Отдалившийся берег медленно пополз вверх.

— А я бы тебя нарисовал… такую потустороннюю…

Кого бы он нарисовал? Девочки уже не было в поле видимости: только что маячила перед глазами, и вдруг — пусто.

Господа, вы звери! — сказал кто-то им всем… Ну да, мы звери. Лесная чаща, уголок живой природы. Не зря ж предки проштамповали в наших паспортах этакие фамилии. А кто не зверь, пусть первый обнажит клыки…

Это конец, вспомнил Барсуков предсмертное бормотание Лисицына. Ну и ладно, и пусть конец. Лучшая услуга, оказанная подлецу, — дать ему сдохнуть тихо и незаметно, без зрителей.

Прежде чем воронка пожрала его рассудок, он сказал:

— Жаль, не успел…


До конца и дальше

Качаясь, как пьяный, он вошёл под арку.

Дворик, похожий на дно высохшего колодца… Тишина, покой, оторванность от мира. Никаких окон. Никаких людей, провалитесь вы все. Куда идти, зачем?

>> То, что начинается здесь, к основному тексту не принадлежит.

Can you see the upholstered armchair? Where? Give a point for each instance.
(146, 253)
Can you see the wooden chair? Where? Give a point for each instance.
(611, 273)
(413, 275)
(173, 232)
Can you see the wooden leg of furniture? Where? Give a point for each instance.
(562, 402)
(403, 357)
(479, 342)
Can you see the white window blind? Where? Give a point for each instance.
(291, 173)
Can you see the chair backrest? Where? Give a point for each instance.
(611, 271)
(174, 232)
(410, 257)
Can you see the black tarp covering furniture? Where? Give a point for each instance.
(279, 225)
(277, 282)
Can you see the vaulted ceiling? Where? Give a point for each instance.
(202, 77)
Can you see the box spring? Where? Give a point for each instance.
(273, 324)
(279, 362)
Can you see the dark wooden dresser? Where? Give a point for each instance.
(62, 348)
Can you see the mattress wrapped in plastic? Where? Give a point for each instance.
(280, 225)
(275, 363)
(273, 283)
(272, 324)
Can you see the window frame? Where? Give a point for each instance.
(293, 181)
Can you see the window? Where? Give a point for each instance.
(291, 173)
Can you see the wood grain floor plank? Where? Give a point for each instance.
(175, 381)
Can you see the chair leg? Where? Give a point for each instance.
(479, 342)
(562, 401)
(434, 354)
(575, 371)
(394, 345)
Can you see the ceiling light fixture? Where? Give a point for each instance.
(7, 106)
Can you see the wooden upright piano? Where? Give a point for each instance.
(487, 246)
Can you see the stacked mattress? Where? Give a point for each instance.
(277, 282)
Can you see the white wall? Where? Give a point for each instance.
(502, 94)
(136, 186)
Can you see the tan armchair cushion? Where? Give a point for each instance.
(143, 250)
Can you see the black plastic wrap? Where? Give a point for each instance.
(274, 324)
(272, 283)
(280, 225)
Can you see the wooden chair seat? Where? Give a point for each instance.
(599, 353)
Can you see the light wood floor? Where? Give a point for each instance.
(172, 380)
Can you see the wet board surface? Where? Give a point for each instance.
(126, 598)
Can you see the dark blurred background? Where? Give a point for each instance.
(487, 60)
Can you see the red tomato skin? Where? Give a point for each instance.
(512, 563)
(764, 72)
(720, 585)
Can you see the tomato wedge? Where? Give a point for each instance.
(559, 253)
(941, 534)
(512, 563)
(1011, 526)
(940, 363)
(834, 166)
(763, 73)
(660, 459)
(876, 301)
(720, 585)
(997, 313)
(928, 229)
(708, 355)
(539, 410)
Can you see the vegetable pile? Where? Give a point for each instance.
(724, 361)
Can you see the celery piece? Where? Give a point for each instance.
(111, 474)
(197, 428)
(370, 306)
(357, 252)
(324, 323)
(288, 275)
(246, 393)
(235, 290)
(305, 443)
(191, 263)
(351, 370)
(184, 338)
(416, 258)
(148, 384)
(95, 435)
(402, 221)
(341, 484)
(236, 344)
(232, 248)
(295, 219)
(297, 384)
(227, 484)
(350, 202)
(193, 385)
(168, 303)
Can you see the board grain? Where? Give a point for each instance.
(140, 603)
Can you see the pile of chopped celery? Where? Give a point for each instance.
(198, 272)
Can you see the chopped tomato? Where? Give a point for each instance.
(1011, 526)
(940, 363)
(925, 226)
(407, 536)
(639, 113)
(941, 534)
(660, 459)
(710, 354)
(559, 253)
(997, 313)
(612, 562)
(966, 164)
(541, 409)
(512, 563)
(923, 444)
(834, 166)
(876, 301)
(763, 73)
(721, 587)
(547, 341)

На ватных ногах он проследовал мимо скамейки-качели, мимо поваленной горки, мимо карусели. Оказался в центре детской площадки, где и сел на корточки, обхватив голову руками.

Что же ты наделала, подумал он. Эта страшная кровать, эти потные тела, спящие вповалку… Смогу ли я называть тебя «любимой»? Смогу ли я смотреть на тебя?

Смерть, катастрофа.

Твои дружки-студенты презирают таких, как я, — вспомнил он. Вспомнил их взгляды и подколы. Они откровенно смеялись — над ним самим, над его именем и даже над его кепчонкой. Они все — умники и творцы, соль земли русской, суперэлита твёрдых сортов — живут на мамочкины и папочкины деньги, а учатся за счёт налогов, которые отдают им работяги вроде него. Иждивенцы… Он содрал с себя бейсболку. «БУДЬ ДРУГОМ». Кто придумывает такие лживые девизы? Хорошо, что не купился в своё время на надпись «ЛЮБОВЬ НАВЕКИ». Друг — это паразит, жрущий тебя незаметно и мелкими кусочками. Любимая женщина — это нечисть, делающая тебя посмешищем…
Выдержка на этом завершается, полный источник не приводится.